Last modified on April 9, 2019, at 21:45

Soviet Union and the Six-Day War

IDF soldiers at Jerusalem's Western Wall shortly after its capture.

According to the Six-Day War website:

The Soviet Union played a crucial role in arming the Arab states and instigating the Six-Day War.

Initially supportive of Israel at the time of its founding, by the early 1950s the Soviets no longer regarded the Zionist state as useful for extending their influence into the Middle East. Transferring their support to Arab side, the Soviets took on the role of armorer for both Syria and Egypt, supplying them with modern tanks, aircraft and later missiles. The Egyptian and Syrian armed forces primarily used Soviet weapons during the 1967 war and employed tactics developed by the Soviets. The Soviet Union exerted a troublesome influence on the events leading up to the war by feeding Arab suspicions about Israel. This culminated in the delivery to the Syrians and Egyptians of a false alert on May 13 that Israel had massed troops near the Israeli-Syrian border in preparation for an attack on Syria...
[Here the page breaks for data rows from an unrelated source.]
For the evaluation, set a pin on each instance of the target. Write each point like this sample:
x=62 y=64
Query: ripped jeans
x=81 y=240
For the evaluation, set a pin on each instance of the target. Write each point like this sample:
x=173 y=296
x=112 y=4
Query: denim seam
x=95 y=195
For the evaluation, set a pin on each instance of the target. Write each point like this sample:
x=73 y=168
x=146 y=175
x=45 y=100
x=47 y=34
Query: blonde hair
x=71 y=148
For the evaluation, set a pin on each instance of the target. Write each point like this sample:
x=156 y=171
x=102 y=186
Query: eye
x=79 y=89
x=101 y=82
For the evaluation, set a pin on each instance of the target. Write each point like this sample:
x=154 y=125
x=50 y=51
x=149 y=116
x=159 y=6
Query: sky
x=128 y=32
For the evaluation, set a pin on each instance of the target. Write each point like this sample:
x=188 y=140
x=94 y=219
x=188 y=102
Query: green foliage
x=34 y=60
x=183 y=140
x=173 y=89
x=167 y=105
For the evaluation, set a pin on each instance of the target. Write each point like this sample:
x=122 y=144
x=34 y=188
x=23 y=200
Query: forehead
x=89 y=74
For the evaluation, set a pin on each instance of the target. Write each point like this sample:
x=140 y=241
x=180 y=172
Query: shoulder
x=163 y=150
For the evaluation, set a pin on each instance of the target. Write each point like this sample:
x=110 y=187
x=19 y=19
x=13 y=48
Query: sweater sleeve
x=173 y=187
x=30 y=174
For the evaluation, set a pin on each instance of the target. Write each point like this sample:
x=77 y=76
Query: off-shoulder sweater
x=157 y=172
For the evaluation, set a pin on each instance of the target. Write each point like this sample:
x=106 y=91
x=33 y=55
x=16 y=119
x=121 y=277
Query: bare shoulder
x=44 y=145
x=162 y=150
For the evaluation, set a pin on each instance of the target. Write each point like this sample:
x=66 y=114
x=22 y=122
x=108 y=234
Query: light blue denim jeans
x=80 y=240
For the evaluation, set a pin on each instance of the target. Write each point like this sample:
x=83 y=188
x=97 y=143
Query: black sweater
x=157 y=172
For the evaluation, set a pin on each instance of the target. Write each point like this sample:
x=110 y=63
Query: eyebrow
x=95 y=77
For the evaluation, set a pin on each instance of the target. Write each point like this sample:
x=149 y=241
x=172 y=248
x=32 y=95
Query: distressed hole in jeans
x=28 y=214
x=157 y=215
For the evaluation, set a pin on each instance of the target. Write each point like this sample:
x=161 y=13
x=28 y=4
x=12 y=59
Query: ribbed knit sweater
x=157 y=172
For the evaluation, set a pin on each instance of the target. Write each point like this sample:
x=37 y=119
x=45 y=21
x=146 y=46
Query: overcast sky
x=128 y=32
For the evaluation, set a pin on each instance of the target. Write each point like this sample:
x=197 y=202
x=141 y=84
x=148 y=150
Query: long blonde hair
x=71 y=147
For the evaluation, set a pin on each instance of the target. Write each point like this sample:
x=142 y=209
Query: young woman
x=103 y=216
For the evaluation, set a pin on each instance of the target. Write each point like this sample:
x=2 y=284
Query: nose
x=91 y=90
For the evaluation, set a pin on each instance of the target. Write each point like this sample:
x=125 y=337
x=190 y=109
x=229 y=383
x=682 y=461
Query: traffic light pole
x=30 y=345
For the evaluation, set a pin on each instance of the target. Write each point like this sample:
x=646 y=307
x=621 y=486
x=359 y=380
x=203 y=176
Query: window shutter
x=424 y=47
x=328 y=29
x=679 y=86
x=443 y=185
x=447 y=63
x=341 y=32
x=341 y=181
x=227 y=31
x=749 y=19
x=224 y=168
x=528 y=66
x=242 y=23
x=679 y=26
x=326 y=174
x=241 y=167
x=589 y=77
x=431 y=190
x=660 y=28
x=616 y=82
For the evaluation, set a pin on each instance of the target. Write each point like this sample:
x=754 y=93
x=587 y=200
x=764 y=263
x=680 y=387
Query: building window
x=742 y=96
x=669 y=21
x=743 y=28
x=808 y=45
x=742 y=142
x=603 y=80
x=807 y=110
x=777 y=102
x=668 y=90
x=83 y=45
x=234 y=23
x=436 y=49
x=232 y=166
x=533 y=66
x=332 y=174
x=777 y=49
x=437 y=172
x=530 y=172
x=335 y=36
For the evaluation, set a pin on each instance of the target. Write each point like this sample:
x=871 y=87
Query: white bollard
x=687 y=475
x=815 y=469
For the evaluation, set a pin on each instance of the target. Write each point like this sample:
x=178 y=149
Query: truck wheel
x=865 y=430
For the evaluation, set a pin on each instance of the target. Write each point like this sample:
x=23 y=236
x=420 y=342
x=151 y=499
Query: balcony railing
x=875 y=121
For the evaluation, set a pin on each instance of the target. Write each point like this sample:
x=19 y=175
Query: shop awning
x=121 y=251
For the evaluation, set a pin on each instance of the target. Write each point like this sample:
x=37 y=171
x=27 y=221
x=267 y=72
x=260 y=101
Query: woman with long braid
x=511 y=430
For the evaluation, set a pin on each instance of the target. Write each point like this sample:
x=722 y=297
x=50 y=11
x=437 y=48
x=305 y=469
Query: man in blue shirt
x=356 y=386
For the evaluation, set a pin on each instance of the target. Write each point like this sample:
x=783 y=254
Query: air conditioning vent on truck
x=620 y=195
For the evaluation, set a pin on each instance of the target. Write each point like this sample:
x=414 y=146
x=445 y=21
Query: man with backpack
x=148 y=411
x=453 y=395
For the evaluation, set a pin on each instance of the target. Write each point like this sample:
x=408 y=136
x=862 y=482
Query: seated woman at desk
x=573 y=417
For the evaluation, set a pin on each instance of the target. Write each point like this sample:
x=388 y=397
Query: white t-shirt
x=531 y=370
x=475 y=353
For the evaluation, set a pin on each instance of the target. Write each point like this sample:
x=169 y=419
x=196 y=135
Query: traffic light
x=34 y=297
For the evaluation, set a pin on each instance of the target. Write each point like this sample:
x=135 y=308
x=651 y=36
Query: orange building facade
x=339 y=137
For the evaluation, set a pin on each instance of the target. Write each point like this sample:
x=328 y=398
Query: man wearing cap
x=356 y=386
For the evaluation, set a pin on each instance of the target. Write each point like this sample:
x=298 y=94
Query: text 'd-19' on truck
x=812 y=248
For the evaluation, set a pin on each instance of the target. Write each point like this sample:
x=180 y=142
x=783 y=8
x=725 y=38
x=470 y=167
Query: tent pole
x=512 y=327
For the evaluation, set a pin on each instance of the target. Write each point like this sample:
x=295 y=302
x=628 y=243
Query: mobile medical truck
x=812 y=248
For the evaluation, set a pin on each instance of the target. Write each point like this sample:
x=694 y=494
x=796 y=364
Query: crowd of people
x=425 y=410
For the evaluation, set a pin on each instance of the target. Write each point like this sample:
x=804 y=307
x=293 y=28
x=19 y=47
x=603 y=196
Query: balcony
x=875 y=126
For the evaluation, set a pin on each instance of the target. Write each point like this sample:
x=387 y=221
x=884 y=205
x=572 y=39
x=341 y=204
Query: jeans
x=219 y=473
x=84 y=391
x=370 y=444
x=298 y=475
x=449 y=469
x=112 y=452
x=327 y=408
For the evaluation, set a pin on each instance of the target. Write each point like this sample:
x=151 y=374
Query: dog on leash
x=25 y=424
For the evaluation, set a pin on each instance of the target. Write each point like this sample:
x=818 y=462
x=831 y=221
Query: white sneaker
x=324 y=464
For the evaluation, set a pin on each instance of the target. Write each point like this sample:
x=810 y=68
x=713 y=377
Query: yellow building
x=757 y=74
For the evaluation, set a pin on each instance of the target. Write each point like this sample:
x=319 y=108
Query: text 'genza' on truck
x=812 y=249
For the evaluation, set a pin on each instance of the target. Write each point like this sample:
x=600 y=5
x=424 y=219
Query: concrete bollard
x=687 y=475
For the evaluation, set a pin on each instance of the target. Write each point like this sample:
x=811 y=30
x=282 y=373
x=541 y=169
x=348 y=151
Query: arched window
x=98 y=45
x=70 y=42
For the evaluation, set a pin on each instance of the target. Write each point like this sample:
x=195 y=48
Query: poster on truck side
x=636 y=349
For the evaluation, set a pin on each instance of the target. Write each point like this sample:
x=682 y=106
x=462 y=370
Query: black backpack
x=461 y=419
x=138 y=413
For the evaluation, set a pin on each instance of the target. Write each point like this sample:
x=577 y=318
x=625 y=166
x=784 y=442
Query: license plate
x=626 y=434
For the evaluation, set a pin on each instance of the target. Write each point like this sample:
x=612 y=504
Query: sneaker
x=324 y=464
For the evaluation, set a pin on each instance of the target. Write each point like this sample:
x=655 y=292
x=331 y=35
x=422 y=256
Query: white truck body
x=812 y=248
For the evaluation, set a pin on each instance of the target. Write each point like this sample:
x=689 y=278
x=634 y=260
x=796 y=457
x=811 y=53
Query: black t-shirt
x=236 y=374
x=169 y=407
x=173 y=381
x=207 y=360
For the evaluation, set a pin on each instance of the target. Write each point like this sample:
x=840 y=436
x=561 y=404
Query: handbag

After the war the Soviets rapidly made up the equipment losses suffered by the Syrians and Egyptians and increased their involvement in Egypt’s anti-aircraft defenses.

Israel’s victory in the Six-Day War had an enormous impact on the Jewish population in the Soviet Union and helped set in motion the Jewish exodus from the Communist regime. As famed refusenik, Natan Sharansky reminisced,

we knew all too well the anti-Semitic stereotypes about greed, parasitism, and cowardice — but about what Judaism stood for, we knew nothing.
That was before 1967. In the months leading up to the war, animosity towards us reached a fever pitch. Then, in six dramatic days, everything changed for us. The call that went up from Jerusalem, “The Temple Mount is in our hands,” penetrated the Iron Curtain and forged an almost mystic link with our people. And while we had no idea what the Temple Mount was, we did know that the fact that it was in our hands had won us respect. Like a cry from our distant past, it told us that we were no longer displaced and isolated. We belonged to something, even if we did not yet know what, or why. Of course, we still suffered from anti-Semitism, but even that assumed a new character. Jews were no longer cowards. Instinctively, and without any real connection to Judaism, we became Zionists. We knew that somewhere there was a country that called us its children, and this knowledge filled us with pride.[1]

Stewart Dunlop declares:

In almost any history book, the Six Day War is described as a war between Israel on one side, and the joined forces of Jordan, Egypt and Syria on the other hand. The war that occurred in 1967 is one of the shortest wars in history, but also one of the most controversial ones....

Forty years after the events of the Six Day War, a book by Isabella Ginor and Gideon Remez shed new light on the matter. According to the authors and their sources, the Soviet Union gambled during the Six Day War, and intended to launch an attack on Israel. The idea was that the Soviet were afraid of Israel’s nuclear capability, and wanted to destroy it. The Soviet planned to use their Arab allies (Egypt, Syria and Jordan) to provoke Israel, and then launch an attack.[2]

The Guardian reports about the Six-Day War:

The morning of June 10, 1967 was "a time of great concern and utmost gravity" in the White House Situation Room, according to Llewellyn Thompson, a former ambassador to the USSR turned presidential adviser. A message had just been received over the Moscow-Washington hotline threatening Soviet military action that would lead to a nuclear confrontation. New evidence now reveals what action the Soviets were preparing: a naval landing on Israel's shores to prevent its total victory in the Six Day War.

The Soviet Union had played a central role in escalating tension in the Middle East and had falsely accused Israel of massing forces on the Syrian border. For the first time, Moscow sent much of its Black Sea fleet into the Mediterranean and backed up the Egyptian president, Gamal Abdel Nasser, when he blocked Israeli shipping in the Red Sea and demanded the removal of the United Nations force from Sinai.

In memoirs published recently, Nikita Khrushchev said the USSR's military command persuaded its political leadership to support these steps, knowing they were aimed at starting a war to destroy Israel...

The landing plan remained a potentiality and appears gradually to have become known to the US and Israel. In February 1968, a CIA cable spoke of "the first information received regarding Soviet plans to participate in a limited Arab offensive against Israel ... the Soviets will actively aid the Arabs in gaining back the territory lost in the June 1967 war."

However, the document, recently declassified in a heavily censored form, states: "The Soviets made it very clear that Israel is here to stay and they will not ... facilitate its destruction".[3]